À Lubumbashi, capitale minière de la RD Congo, la crise affecte des milliers de familles
Naguère encore, Divin Lwamba pouvait se permettre un plein de provisions d’un mois pour ses neuf enfants. Aujourd’hui, il peine à joindre les deux bouts, victime comme tant d’autres de la crise qui frappe le secteur minier dans le sud-est de la République démocratique du Congo (RD Congo).
« Depuis que les prix du cuivre ont chuté, ce que je gagne chaque jour couvre tout juste nos dépenses alimentaires quotidiennes », déplore ce vendeur ambulant de samoussas (beignets à la viande ou aux légumes) au grand marché de Lubumbashi, capitale de l’ex-Katanga, la grande province productrice du cuivre de la RD Congo.
« Aujourd’hui, sauf à puiser dans mon capital, je ne peux plus vivre comme avant et bientôt je n’aurai plus rien », lâche ce père de neuf enfants, se souvenant avec nostalgie de ses ventes record du début de l’année, où il lui est arrivé d’atteindre 300 000 francs congolais (300 dollars) de recettes journalières.
Depuis février, selon ses dires, il est à la peine pour réunir ne serait-ce que le tiers de ce chiffre d’affaires.
Recul de la croissance
Cinquième producteur mondial de cuivre et premier de cobalt (chiffres 2014), la RDC a enregistré une forte croissance économique de 2010 à 2014, tirée par l’extraction minière.
En 2015, la croissance a nettement fléchi sous le coup de la baisse des cours des matières premières entraînée par le ralentissement économique de la Chine, et le gouvernement ne table plus pour 2016 que sur une hausse du PIB congolais de 6,6 %. Selon la Banque centrale, la croissance ne devrait être que de 5,3 % cette année.
À Lubumbashi, les difficultés dans les mines ont rapidement contaminé d’autres secteurs d’activité.
Selon la Chambre des mines, la production de cuivre a chuté de -11,6 % sur un an au premier trimestre, celle de cobalt de -16,3 %, et plusieurs entreprises ont arrêté leur production au Katanga.

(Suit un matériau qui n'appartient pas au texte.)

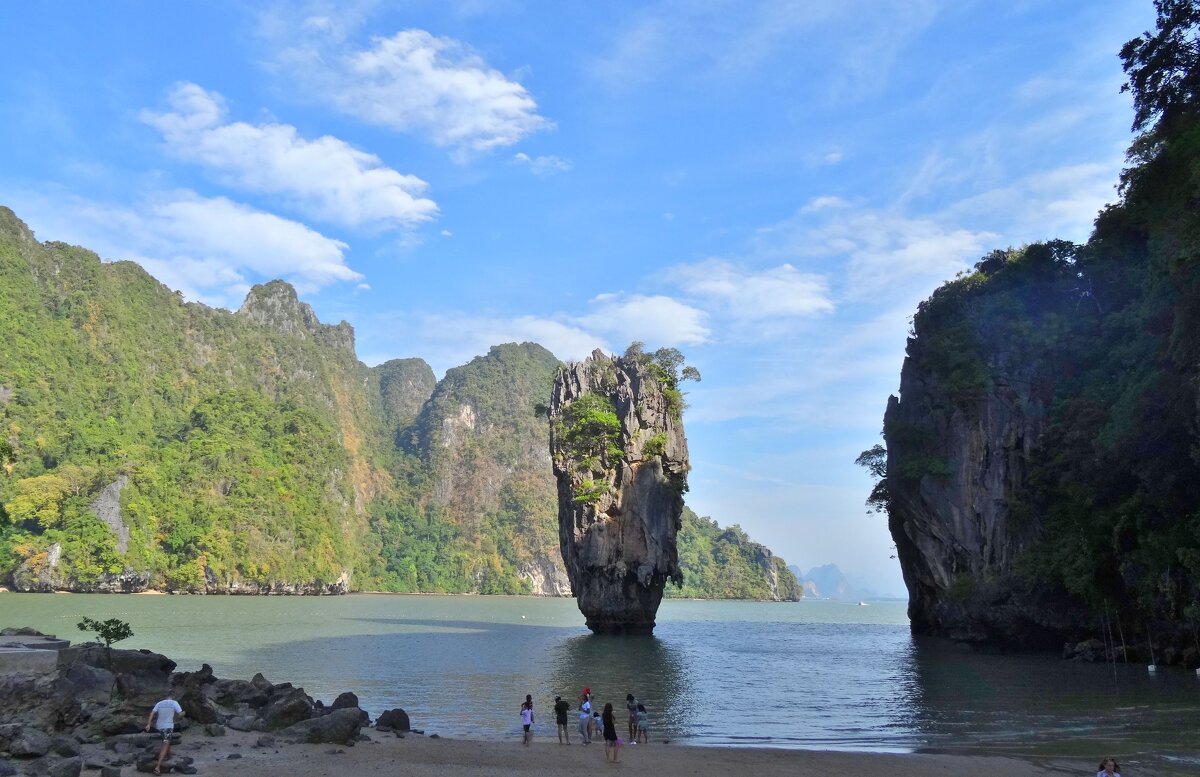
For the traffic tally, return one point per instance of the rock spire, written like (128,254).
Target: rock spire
(621,461)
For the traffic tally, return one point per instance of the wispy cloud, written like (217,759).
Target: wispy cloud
(209,248)
(327,179)
(412,82)
(543,166)
(749,295)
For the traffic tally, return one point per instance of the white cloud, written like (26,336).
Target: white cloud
(451,338)
(882,252)
(327,178)
(209,248)
(654,319)
(780,291)
(543,166)
(414,82)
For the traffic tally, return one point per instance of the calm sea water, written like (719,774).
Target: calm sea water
(807,675)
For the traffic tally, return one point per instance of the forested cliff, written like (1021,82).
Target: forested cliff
(1043,457)
(147,441)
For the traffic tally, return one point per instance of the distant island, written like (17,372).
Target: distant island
(150,443)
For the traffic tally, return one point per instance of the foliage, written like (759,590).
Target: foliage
(726,564)
(657,445)
(1103,342)
(109,631)
(1164,66)
(591,427)
(875,461)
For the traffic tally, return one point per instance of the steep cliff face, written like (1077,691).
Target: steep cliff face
(621,461)
(405,385)
(957,468)
(485,449)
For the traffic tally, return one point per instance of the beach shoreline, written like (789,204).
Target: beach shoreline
(388,754)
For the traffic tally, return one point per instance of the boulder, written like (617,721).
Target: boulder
(65,746)
(24,741)
(240,723)
(346,699)
(64,766)
(286,709)
(340,727)
(394,720)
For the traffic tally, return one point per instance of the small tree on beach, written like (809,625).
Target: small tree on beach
(109,631)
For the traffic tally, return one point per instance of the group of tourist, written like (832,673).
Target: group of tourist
(591,721)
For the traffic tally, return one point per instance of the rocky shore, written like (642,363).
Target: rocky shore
(69,709)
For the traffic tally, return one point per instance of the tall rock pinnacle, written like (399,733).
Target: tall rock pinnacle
(621,461)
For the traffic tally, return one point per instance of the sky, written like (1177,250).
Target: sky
(771,187)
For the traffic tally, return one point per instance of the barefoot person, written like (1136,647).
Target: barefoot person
(611,745)
(585,720)
(162,717)
(561,709)
(527,718)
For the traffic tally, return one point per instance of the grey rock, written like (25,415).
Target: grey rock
(340,727)
(240,723)
(619,543)
(286,709)
(64,766)
(346,699)
(394,720)
(24,741)
(65,746)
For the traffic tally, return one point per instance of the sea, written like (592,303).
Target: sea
(810,674)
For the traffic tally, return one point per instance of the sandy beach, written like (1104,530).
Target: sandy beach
(389,756)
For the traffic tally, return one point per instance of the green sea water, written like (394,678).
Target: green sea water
(826,675)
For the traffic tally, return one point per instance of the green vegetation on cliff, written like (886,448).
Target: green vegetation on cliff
(1101,343)
(145,441)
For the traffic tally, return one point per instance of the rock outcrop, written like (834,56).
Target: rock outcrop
(90,708)
(955,469)
(621,461)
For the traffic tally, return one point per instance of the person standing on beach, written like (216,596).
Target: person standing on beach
(527,718)
(585,720)
(611,745)
(561,709)
(162,717)
(643,726)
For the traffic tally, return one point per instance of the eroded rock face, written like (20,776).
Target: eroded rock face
(619,493)
(955,471)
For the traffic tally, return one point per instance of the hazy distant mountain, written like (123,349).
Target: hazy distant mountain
(827,582)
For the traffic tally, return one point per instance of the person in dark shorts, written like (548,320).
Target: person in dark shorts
(162,718)
(527,718)
(561,709)
(611,744)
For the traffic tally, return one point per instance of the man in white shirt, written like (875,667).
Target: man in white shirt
(162,717)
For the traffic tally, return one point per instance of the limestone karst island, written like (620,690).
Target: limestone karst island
(531,389)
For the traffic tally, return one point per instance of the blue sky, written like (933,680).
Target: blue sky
(771,187)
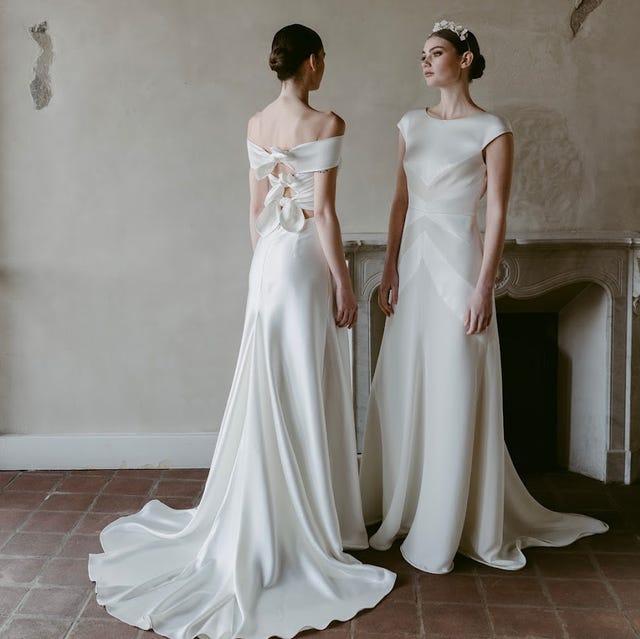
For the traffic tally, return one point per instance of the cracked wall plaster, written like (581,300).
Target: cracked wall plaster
(582,10)
(549,175)
(40,86)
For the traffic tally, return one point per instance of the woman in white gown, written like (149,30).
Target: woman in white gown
(435,468)
(262,554)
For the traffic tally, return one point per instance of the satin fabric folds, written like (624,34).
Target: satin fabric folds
(435,468)
(262,555)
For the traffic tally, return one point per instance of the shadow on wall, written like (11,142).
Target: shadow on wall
(549,176)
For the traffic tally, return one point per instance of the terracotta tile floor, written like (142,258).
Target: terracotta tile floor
(49,521)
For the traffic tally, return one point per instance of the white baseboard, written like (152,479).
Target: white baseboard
(113,450)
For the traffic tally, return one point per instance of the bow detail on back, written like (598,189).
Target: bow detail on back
(290,194)
(280,209)
(272,159)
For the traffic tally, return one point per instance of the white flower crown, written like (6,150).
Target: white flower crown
(458,29)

Certaines temporairement, d’autres définitivement.
D’ores et déjà, la Chambre des mines estime que les entreprises minières ont supprimé 3 000 emplois et leurs sous-traitants plus de 10 000 emplois.

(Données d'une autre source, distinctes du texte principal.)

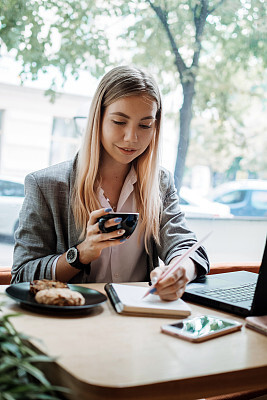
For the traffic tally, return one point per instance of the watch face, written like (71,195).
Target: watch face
(71,255)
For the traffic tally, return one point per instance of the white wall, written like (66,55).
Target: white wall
(27,126)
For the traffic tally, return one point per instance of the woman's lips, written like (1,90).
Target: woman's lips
(126,150)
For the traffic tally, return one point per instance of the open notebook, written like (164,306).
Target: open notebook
(127,299)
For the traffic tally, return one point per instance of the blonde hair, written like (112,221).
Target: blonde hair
(120,82)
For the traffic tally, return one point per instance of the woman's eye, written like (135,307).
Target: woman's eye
(145,126)
(119,122)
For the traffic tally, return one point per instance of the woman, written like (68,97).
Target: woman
(116,168)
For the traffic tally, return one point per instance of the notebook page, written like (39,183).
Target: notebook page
(131,296)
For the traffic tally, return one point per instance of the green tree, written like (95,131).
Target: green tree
(201,44)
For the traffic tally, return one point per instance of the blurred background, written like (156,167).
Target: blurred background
(209,59)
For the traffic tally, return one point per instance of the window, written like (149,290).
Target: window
(14,189)
(259,200)
(232,198)
(64,143)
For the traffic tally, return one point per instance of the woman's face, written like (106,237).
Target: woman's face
(128,127)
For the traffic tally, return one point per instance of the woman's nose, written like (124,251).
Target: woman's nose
(130,135)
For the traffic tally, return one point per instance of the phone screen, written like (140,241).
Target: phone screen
(202,326)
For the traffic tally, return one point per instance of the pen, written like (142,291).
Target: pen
(175,266)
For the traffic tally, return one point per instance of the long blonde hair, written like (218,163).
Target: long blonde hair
(120,82)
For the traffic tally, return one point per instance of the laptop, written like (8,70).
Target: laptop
(241,292)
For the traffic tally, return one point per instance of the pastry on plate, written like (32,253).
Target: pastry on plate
(60,297)
(41,284)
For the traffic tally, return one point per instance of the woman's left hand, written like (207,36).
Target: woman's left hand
(173,285)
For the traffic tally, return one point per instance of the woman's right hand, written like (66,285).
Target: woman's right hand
(95,240)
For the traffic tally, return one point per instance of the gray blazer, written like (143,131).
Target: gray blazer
(47,227)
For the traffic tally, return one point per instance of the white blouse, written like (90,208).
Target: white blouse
(126,262)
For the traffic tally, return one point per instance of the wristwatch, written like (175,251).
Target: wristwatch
(72,257)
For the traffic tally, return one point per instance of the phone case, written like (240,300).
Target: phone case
(177,333)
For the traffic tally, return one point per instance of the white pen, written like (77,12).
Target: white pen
(175,266)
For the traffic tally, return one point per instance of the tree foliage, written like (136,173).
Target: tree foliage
(207,48)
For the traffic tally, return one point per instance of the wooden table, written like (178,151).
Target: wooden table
(104,355)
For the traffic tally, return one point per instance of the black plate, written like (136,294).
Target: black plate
(21,293)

« Les Chinois sont partis »
Ces chiffres ne donnent qu’une idée partielle des effets de la crise.
Dans un pays où la quasi-totalité de la population vit dans la grande pauvreté, « un emploi perdu en direct ou dans la périphérie de la sous-traitance entraîne des conséquences sur les familles, donc il faut compter un minimum de 10 personnes impactées » par la perte d’un emploi, selon un analyste cité par l’AFP.

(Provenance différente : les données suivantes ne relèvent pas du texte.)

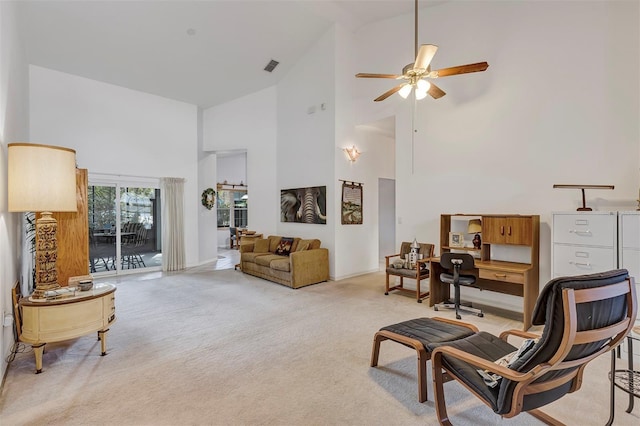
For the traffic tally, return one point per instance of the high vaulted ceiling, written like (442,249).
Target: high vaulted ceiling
(201,52)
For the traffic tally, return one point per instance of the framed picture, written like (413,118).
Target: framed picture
(351,203)
(304,205)
(456,239)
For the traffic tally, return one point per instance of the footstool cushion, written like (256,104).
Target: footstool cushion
(429,330)
(418,334)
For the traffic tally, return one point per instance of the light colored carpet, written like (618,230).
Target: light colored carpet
(217,347)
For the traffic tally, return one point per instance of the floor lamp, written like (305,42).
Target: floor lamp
(42,178)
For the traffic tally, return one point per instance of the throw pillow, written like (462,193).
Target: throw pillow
(261,246)
(284,247)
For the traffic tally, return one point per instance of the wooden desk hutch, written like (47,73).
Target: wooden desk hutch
(502,276)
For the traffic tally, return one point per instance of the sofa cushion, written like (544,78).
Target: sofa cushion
(265,259)
(281,265)
(251,256)
(284,247)
(274,240)
(310,244)
(261,246)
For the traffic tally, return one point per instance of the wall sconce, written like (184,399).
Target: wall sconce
(352,153)
(42,178)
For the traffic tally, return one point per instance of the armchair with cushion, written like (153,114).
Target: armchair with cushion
(398,267)
(584,317)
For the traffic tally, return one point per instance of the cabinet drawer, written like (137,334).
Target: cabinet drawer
(510,277)
(573,260)
(595,230)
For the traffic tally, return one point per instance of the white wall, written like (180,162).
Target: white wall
(356,246)
(120,131)
(14,127)
(558,104)
(231,168)
(306,142)
(249,123)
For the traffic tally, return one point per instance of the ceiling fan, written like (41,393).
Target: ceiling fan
(415,74)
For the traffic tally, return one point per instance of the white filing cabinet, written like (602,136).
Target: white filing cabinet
(629,246)
(584,242)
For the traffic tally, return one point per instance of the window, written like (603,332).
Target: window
(232,208)
(124,224)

Dieudonné Kisimba Selemani, administrateur de la société Congo Steel Mills, estime pour sa part qu’un employé d’une entreprise minière – une position sociale enviable – subvient en permanence aux besoins de 20 personnes, compte tenu de la forte tradition d’entraide familiale en RD Congo, rapporte l’agence.
Son entreprise, qui fournit du fer à béton pour les installations des entreprises minières, a été obligée de licencier un tiers de son personnel en quelques mois et ne compte plus désormais que 200 employés, dit-il. Bien que cette société ait baissé ses prix de -15%, de nombreux clients ont mis la clé sous le paillasson.
Le quartier industriel de Lubumbashi, à la sortie nord-ouest de la ville, où est situé Congo Still Mills, est étrangement peu bruyant.
De l’autre côté de la rue, le terrain occupé par Congo Wise Mining est vide. « Les Chinois [qui tenaient l’entreprise] sont partis en février. Tout le monde a été renvoyé », explique une sentinelle.
Le garde désigne une carrière à ciel ouvert à quelques centaines de mètres où les ouvriers licenciés sont venus grossir le nombre des « creuseurs artisanaux », ces mineurs clandestins qui se comptent par dizaines de milliers au Katanga.
Ici, on produit des gravats pour la construction. Des enfants et des adolescents burinent au côté d’adultes des deux sexes dans une nuée de poussière.
Les acheteurs se font rares
Thérèse Nkolo, infirmière de formation, la cinquantaine, a divisé par trois ses prix de vente depuis février. Malgré cela, elle vend « rarement » et éprouve des difficultés à payer son transport et nourrir ses deux enfants.
Au grand marché, les vendeurs se plaignent de devoir rester tard, sans certitude de pouvoir épuiser leur stock, les acheteurs se faisant rares.
« À la fin de la journée, j’accepte n’importe quel prix de vente pourvu qu’il n’y ait pas d’invendus », confie Berthe Kalanga derrière deux bassines de poissons frais.